Moving to the cloud allowed CPChem to become nimbler and more reliable. About 70 percent of its applications have transitioned to the cloud, and reliability has increased dramatically. This also provides more flexibility in the infrastructure because there is no waiting for new servers or hardware. Capacity can easily be added, so the team can work at its own pace rather than be limited by hardware or infrastructure, and having more users online at the same time does not impact performance.

CPChem built on its existing Microsoft Azure platform as the cloud footprint expanded, and it valued the support of Microsoft as new technology capabilities were developed. This complemented Capgemini’s experience with Azure and the relationship provided CPChem new perspectives on how to solve problems.

Continuous transformation

CPChem took advantage of Capgemini’s intelligent operations investments in machine learning and optimization to find value quickly. For example, the plant-optimization tools increased reliability and insight into the supply chain, so the company can respond quickly in a dynamic environment without customer experience or product quality being impacted.

“Working with Capgemini’s Insights & Data team really gave us some of the best machine-learning people, data scientists, and data engineers we have ever worked with,” Gislason says. “Capgemini has exceptional people, and we can tap into that expertise right away.

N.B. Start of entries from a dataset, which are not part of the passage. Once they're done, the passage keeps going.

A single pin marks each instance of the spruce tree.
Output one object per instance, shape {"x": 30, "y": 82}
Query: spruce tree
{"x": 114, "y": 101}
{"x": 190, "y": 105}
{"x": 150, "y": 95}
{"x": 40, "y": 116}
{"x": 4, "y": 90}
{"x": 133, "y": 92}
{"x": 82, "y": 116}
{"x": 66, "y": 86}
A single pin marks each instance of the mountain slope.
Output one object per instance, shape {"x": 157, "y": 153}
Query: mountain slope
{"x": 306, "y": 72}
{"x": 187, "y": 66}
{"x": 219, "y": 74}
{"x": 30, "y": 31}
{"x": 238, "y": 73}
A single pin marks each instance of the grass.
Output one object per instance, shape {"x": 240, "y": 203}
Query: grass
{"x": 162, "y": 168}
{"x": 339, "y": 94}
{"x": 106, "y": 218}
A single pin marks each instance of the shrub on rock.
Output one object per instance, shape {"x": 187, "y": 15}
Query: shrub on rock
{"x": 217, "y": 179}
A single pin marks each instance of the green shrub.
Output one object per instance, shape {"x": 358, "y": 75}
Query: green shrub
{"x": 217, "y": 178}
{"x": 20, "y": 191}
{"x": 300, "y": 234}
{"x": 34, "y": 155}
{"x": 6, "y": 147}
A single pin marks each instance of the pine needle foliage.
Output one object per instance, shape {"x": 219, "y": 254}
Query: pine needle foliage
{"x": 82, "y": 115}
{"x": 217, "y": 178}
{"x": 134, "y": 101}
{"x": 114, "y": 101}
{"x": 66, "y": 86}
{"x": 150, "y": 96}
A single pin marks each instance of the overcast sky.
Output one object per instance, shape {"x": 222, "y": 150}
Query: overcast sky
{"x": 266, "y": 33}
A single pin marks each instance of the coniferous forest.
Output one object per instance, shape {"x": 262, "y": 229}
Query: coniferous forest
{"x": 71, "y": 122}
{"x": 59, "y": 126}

I think a lot of these product teams launched more quickly than we could have on our own. It allows us to solve problems in different ways.”

The company also tapped into Capgemini’s ecosystem of partners by engaging them early on in the value case and product development, to make sure CPChem was being bold enough and doing the right things at the right time. The teams could avoid going down paths that were not as productive and kept them on the highest-value path all the time.

“CPChem is going to be dramatically changing over the decades to come,” Gislason says. “The entire industry is changing because of new technologies that are available. Machine learning and artificial intelligence allow you to make better decisions, drive more value to your customers, and be safer and more reliable. All of those things are facilitated by Capgemini’s expertise within the organization and their customer network that allows us to think of better ideas and work together to deliver a product.”

The company is seeing a significant difference in its plant operations, as the new digital tools have boosted reliability, safety, and production. Even though the plants may be physically limited on how much material they can produce, intelligent operations maximize the output of each, while maintaining safety.

“We will probably never stop the digital transformation,” Gislason says. “When you look at the adoption of new technology, these tools have been waiting for decades. The problems and needs of the organization have been around forever. The ability to solve those problems is just becoming available now. We will be digitalizing and changing all our systems to predict better. What I expect is the technologies develop so quickly that in three years, we will have developed a better way to solve a problem than before. It is really a change in the way you think about how you solve problems but also just a fundamental change in the way you work across the entire company.

“There is almost an endless supply of things you can do to make your business better.”